John Dies at the End
2012 horror comedy
Rating: 12/20
Plot: A pair of slackers get involved with a drug called "soy sauce" which causes them to drift between two dimensions. They have to save their world from something named Korrok.
What a mess! It's almost a delightful mess, but it's unfortunately just a little too much. I applaud its creative spirit and unique vision. The story and director Don Coscarelli take chances, but the budget's neither tiny enough or large enough to make it work and this desire to be 21st Century and hip gets old after the first, mostly fresh, twenty minutes or so. A lot of me wants to just appreciate the craziness of all this--animated meat that seem straight from Jan Svankmajer, a dog driving a truck, insects that would make Cronenberg giggle, exploding Robert Marleys, a creepster who'd be right at home in a David Lynch movie putting some giant insect thing down a guy's shirt, a punk song about a "Camel Holocaust," bare-breasted people from another dimension, and Paul Giamatti. The movie seems to get more coherent as it goes, but when you really think about it, it's just a movie that is pretending to be coherent and not doing a very good job at it. It also gets more and more frustrating as it goes, building to something that is so poorly realized with computer effects that you end up caring about what happens less than you care about the characters. And you didn't really care about any of that unlikable lot anyway with the exception of a dog. There's enough here to probably make this a cult classic, but I can't think of any reason why I would watch it again. Cool poster though.
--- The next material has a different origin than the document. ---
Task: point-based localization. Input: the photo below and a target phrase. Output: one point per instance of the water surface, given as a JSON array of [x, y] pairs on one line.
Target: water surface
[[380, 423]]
I rated this one a little higher, just because I was a rabid fan of Army of Darkness and Evil Dead 2 when I was a teenager, and it pleased me to think they were still making movies in the same spirit. I would've loved this thing as a kid, I'm sure. These days I'm more of a Phantasm guy - holy shit that movie is awesome. I watched both movies with a large, inebriated posse of like-minded people and I'm pretty sure that's how Coscarelli's work is meant to be viewed.
ReplyDeleteI can see the similarities with this and Evil Dead 2 (a personal favorite of mine), but Evil Dead 2 is simple enough for a dumb guy like me to understand. This is overly-ambitious, and I thought that weakened it and made it less enjoyable.
ReplyDeletePhantasm is on the blog somewhere. I like that one.
I watched 'John' with nobody although my 11 year old (or however old 6th graders are) came in, saw a few gross things, and decided she didn't like the movie. I may have liked this more if I were watching it with my brother and we were 14 or 15.
Right. Saying this movie made me nostalgic for another movie and therefore I hoped that someone else might like it... is kind of faint praise.
ReplyDeleteYour review of Phantasm is bang-on (though in retrospect the comparison to Stanley Kubrick might be a tad generous).
Heh. I don't remember why I typed that. I think I'll have to watch Phantasm again and then watch the sequels. I imagine they're not very good, but I'm not exactly scared of bad movies.
ReplyDeleteAlthough it got sillier as it went on, I actually kind of liked this quirky film. Like "Evil Dead" without as much blood, it has a dry, tongue-in-cheek humor, and the leads play it straight, perfectly. A 13.